Depending on who you read, President Obama’s fifth year in office has either been “terrible,” the “worst in Washington,” a “year from hell,” or a short-step from Nixon’s fifth year, when he resigned after a lengthy investigation of his criminal behavior.
It's fair to call all of this exaggerated, but the core point is sound—2013 has been a so-so year for the president. For instance, there was the collapse of his legislative agenda. Among the casualties were universal background checks (killed by Senate Republicans), comprehensive immigration reform (mortally wounded by House Republicans), and a deal to avert the sequester.
But it would be a mistake to treat this all as a sign of things to come. When the public makes its final evaluation of a president, the particulars of each year are less important than the broad direction of his term.
Which isn’t to dismiss the failures of this year, and the toll they’ve had on Obama as a political figure. Indeed, what distinguishes 2013 from 2011 or 2012—which were also marked by divided government and congressional inaction—is the decline in Obama’s standing with the public. What began with a handful of over-hyped scandals in the spring (remember the IRS debacle?) escalated with Edward Snowden’s revelations of broad surveillance and data collection, and exploded with the initial failure of Healthcare.gov, the main consumer portal for the Affordable Care Act.

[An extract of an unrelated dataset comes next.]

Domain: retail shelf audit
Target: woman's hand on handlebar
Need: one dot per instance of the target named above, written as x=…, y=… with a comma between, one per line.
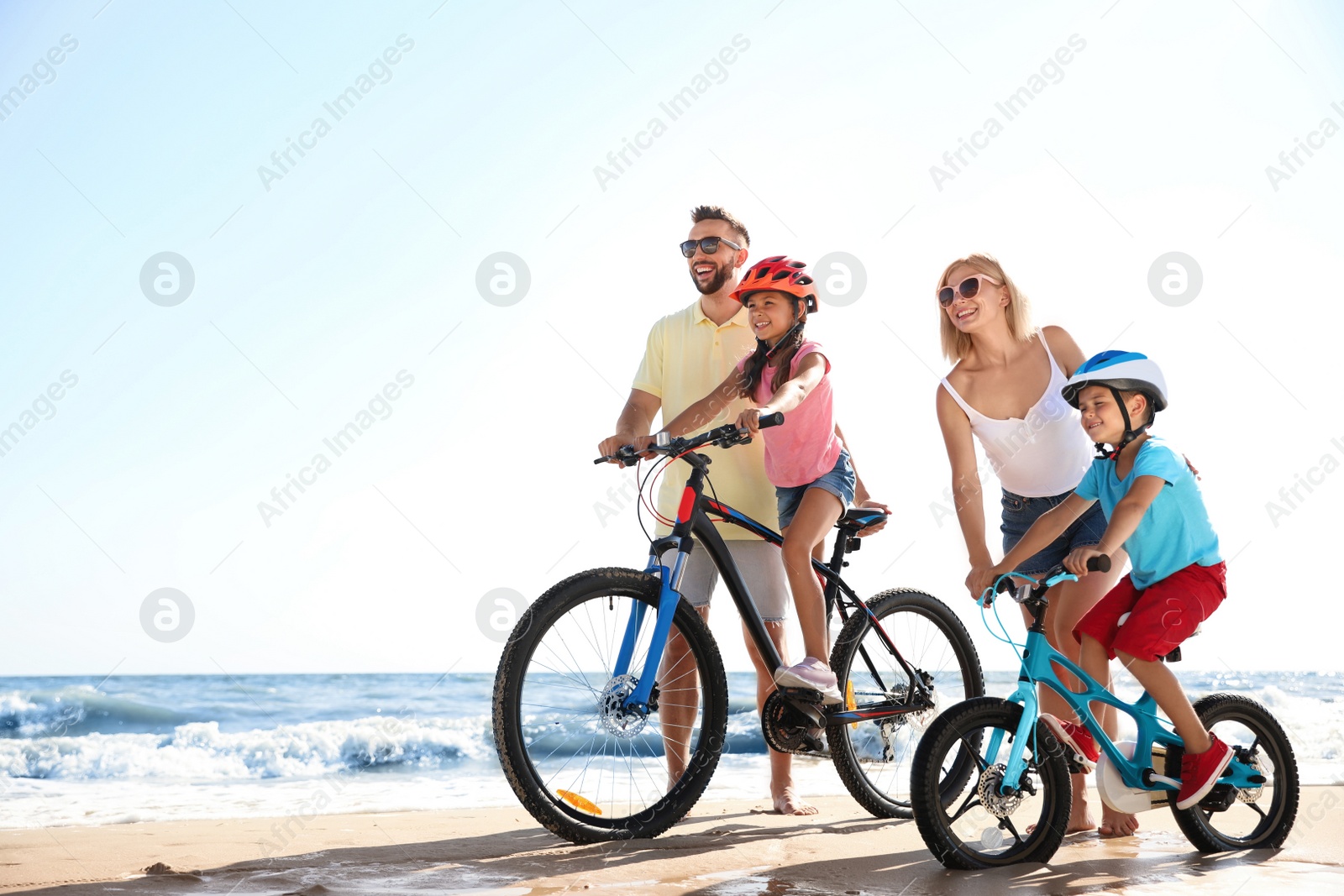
x=1079, y=558
x=980, y=578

On inauguration day this year, Obama had a personal favorability rating of 54.9 percent. Now? It’s down to 49 percent, with 44 percent unfavorable.
That’s not to say there weren’t positive notes. The Affordable Care Act had a terrible start, but the website has made rapid improvement, and Americans are signing up. Some observers might dismiss this activity as the “salvaging” of a “signature accomplishment”—though, it’s hard to know what else you would do with a program that hits trouble—but if Obamacare succeeds, it’s namesake will stand as one of the most consequential presidents in a generation.
Overall, however, it’s hard to call this a good year for Obama, and some pundits have used that to declare his a failed presidency, with comparisons to George W. Bush.
But here’s the problem with this: Compared to his recent predecessors, Obama’s fifth year wasn’t that terrible. George W. Bush ended 2005 with a massive hurricane that drowned an American city and killed more than a thousand people, while 1985 saw the beginnings of a scandal—Iran-Contra—that would embroil the Reagan administration for the next two years. Bill Clinton had a relatively smooth fifth year, but a terrible sixth one, as he faced public heat—and eventually impeachment—over his relationship with Monica Lewinsky.
Compared to all three, Obama’s troubles are relatively tame. More importantly, neither Iran-Contra nor impeachment were enough to dampen public affection for either president. Why? Because both Reagan and Clinton ended their presidencies with growing economies, and that is what matters to the public. A scandal-ridden president can leave popular as long as he has a solid economy to show for. After all, most people just care about their livelihoods. If, at the end of eight years, they are prospering, then—adjusting for partisanship—they are willing to show their support for an outgoing president.
Obama’s problem, more than anything, is the weak economy. Indeed, it’s not hard to imagine an alternate universe (an Earth–2, as it were) where brisk growth and low unemployment gave Obama strong approval ratings, even if nothing else changed about the details of his 2013. In terms of public opinion, a healthy economy does a lot to shield Obama from discontent over everything from the NSA to the problems with Healthcare.gov. Indeed, if not for the fact that this has been a relatively robust year for economic growth—2013 is on track to be the strongest year for job growth since 2005—Obama would be even less popular than he is now.
Which is to say that, if you want a sense of how Obama will end his tenure, look to the economy. If people have jobs, and feel secure, then Obama will leave office like Clinton—popular and well-regarded. But if the sluggish status quo persists, then the candidate of “hope and change” will likely leave as divisive as his predecessor.